2018 Fiscal Year Research-status Report
言語・文化の内容とクリティカル・シンキング-目標と連動したタスクの可能性
Project/Area Number |
17K02899
|
Research Institution | Daito Bunka University |
Principal Investigator |
大野 秀樹 大東文化大学, 経済学部, 准教授 (40343628)
|
Co-Investigator(Kenkyū-buntansha) |
Sheppard Chris 早稲田大学, 理工学術院, 准教授 (60350386)
|
Project Period (FY) |
2017-04-01 – 2020-03-31
|
Keywords | タスク / クリティカル・シンキング / 異文化 |
Outline of Annual Research Achievements |
本課題では、大学の英語教育においてクリティカル・シンキング(以下CT)を育成するため、CTのスキルと内容([異]文化学習中心)を組み合わせた英語のタスクを作成する。一部のタスクはCTのテストとして開発する予定である。スキルと内容の両方において、2つの枠組みを参照にリストを作成・精選した(タスク作成の第一段階)。リストの精選後、それに基づくタスクを作成することになる。作成にあたり、リスト(におけるディスクリプタ)とタスクの関連性を強くすることを念頭においている。 スキルと内容の組み合わせは、「スキル×(異)文化の内容」、「スキル×中立的な内容」のように大別した。内容に関する知識の有無によって、タスクの難易度が変わる。CTのスキル使用を促すタスク作成が本課題の目的であるため、各タスクにおいては一つのCTスキル(ディスクリプタ)を使用せざるを得ない状況をつくり出した。そのため、タスクの設問と状況設定(問題解決場面の提供)を詳細かつ具体的にした。二年目に実施したタスクは最終年度にも実施するため、それらのタスクの解答例も増えていく。それに応じて、マニュアルにおけるそれらのタスクの解答例も増えていくことになる。 三年間で、リストと関連性のあるタスクを作成し、その難易度や妥当性を明らかにする。
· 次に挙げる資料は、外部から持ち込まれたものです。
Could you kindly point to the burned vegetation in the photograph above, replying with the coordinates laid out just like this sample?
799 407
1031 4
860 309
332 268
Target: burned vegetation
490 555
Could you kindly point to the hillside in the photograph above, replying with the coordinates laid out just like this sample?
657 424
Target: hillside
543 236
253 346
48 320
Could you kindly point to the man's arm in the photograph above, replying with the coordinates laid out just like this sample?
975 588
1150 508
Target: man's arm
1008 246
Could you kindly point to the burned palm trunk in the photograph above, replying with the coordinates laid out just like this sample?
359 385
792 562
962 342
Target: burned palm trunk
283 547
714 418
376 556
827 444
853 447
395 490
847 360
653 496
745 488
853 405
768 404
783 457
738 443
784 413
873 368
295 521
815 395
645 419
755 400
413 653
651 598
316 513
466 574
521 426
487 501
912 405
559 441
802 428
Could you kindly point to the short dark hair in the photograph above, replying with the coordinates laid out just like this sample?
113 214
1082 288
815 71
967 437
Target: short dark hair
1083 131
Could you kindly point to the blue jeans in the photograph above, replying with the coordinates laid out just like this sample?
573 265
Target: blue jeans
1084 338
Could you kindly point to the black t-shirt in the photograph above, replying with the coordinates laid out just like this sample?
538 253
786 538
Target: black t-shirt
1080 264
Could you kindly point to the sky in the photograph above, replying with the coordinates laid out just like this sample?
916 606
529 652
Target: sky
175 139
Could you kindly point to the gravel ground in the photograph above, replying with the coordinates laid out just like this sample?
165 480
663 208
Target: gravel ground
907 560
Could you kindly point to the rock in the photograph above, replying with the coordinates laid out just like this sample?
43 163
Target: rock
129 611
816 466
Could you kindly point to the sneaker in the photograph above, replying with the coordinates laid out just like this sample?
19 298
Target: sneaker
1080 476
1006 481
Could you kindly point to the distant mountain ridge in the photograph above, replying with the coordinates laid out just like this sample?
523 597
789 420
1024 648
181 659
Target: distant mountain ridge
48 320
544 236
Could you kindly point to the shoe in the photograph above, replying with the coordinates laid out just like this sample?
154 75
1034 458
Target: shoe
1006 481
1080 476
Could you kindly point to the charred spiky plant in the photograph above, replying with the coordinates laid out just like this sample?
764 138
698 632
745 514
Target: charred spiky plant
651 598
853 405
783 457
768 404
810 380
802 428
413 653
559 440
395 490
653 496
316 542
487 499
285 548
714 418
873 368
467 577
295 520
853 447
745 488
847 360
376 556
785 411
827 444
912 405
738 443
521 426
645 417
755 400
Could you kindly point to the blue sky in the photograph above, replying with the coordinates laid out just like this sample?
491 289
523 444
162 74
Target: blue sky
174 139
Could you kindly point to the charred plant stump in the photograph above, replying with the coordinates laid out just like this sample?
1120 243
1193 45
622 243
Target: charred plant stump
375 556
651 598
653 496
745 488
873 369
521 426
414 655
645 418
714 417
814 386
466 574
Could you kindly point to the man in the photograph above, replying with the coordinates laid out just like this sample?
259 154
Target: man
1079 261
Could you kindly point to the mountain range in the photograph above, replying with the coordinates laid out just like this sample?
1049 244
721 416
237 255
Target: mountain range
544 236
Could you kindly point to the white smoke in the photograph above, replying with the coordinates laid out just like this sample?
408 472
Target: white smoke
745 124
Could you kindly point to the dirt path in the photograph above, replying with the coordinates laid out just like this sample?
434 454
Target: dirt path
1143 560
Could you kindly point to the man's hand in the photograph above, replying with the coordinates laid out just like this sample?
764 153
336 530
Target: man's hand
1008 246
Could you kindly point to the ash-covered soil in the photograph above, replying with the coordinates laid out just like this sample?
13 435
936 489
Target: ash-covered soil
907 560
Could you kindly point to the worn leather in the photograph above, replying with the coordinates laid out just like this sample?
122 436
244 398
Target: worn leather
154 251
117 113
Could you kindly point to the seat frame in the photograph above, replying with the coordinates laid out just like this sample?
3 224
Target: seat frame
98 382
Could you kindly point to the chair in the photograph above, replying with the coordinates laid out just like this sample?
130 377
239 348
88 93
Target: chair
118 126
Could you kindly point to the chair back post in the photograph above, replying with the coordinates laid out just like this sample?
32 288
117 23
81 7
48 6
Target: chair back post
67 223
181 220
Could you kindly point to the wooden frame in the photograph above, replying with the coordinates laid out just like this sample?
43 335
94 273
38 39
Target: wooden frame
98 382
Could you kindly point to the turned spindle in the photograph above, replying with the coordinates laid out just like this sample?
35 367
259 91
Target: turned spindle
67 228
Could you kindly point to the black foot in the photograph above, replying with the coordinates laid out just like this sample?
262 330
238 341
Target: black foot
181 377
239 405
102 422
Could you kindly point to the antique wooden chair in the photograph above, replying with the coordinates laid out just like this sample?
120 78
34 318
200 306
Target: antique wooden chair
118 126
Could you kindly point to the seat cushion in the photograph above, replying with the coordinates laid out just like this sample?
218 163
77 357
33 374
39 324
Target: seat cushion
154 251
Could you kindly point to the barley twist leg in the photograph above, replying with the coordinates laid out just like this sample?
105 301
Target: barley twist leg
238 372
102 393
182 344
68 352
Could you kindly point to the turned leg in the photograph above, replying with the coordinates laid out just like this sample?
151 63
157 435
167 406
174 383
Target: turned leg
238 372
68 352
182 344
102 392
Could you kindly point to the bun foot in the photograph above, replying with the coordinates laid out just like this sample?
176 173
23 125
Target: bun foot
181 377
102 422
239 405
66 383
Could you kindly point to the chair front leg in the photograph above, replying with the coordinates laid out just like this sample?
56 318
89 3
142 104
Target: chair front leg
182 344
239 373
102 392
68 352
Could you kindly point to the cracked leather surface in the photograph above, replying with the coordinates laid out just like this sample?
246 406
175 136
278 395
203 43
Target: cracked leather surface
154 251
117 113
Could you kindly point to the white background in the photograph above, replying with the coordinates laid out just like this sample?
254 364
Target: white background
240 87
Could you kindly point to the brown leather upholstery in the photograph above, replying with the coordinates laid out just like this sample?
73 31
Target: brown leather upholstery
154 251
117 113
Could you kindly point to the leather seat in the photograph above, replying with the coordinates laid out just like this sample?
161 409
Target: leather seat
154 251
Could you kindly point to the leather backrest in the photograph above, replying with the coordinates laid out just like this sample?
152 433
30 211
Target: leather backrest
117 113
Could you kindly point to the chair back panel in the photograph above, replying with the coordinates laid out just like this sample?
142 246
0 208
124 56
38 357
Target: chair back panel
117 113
そしてタスクの採点基準、解答例、解答にいたるまでの思考の例(スキルを作成する際に使用した認知心理学の枠組みを参考)を充実させ、実施側にとって使用しやすいタスクを作成することを目的とする。
|
Current Status of Research Progress |
Current Status of Research Progress
3: Progress in research has been slightly delayed.
Reason
現在まで、主にタスク作成とタスク実施という2つの観点から研究を進めてきた。タスク作成において、「スキル×中性的な内容」に基づくタスクの数は増加している。前年度からの課題であった「CTスキル×(異)文化の内容」に基づくタスクの数は、少しずつではあるが増えている。今年度は「CTスキル×中性的な内容」を研究代表者のクラスで実施した。その結果とCTスキルの記述テストを実施した結果をあわせ、2019年8月の国際学会で発表予定である。 推論、評価、分析のCTスキルに関するタスクの作成数は昨年度から比べて増加している。その一方で、セルフ・モニタリングに関するCTタスクはあまり数が増えていない。それが、全体のタスク作成数に影響している。 二年目からは、マニュアル作成を開始した。完成したタスクに関する採点基準、解答にいたるまでの思考の例、解答例がマニュアルに含まれる項目である。完成したタスクの量がまだ多くないため、マニュアルの量は現時点では多くない。来年度にはさらにタスクが増えるため、マニュアルの量も増えることになる。また、同じタスクを来年度も実施する場合、それの反応も増えていくため、そのタスクの解答例も基本的には増えていくことになる (特にタスクが理由付けを求める場合など)。
|
Strategy for Future Research Activity |
最終年度である三年目は、1タスクの作成、2タスクの実施、3マニュアル作成、4研究・講演会の開催、5学会・論文発表という点から研究を進める予定である。 まず、1タスクの作成に関しては、一年目と二年目に作成したタスクにおいて欠如していたセルフ・モニタリングのCTスキル、及び「(異)文化」の内容を使用したタスクの数を増加する予定である。その際、認知バイアスに関する研究結果を使用する。さらに、CTスキルの組み合わせやリーディング、ライティングの組み合わせを基に、上の欠如していたタスクを作成する予定である。 2に関しては、代表者以外に分担者・協力者に実施していただく予定である。3に関しては、来年度実施するタスクに関する採点基準、解答にいたるまでの思考の例、解答例を追加する。また、今年度実施したタスクの結果得られた反応を基に、すでに作成した解答例を修正する予定である。 4に関しては、海外からの研究者による講演を代表者の所属する研究会で7月に予定している。2020年の3月には、代表者・分担者が所属する研究会で最終成果発表会を予定している。 5に関しては、今年度8月に発表予定の国際学会に加え、2020年の3月までに開催予定の国際学会で発表できるように研究を進めている。また、論文に関しては10月ごろ刊行予定のものに加え、3月までにあと一つ増やすことができるよう研究を進めている。
|
Causes of Carryover |
二年目までの成果に関する発表(複数)は、最終年度に実施することに決定した。それが、次年度使用額が生じた主な理由である。最終年度は複数の発表(海外含む)を予定している。また、人件費・謝金は、主に最終成果発表(招待)において使用する予定である。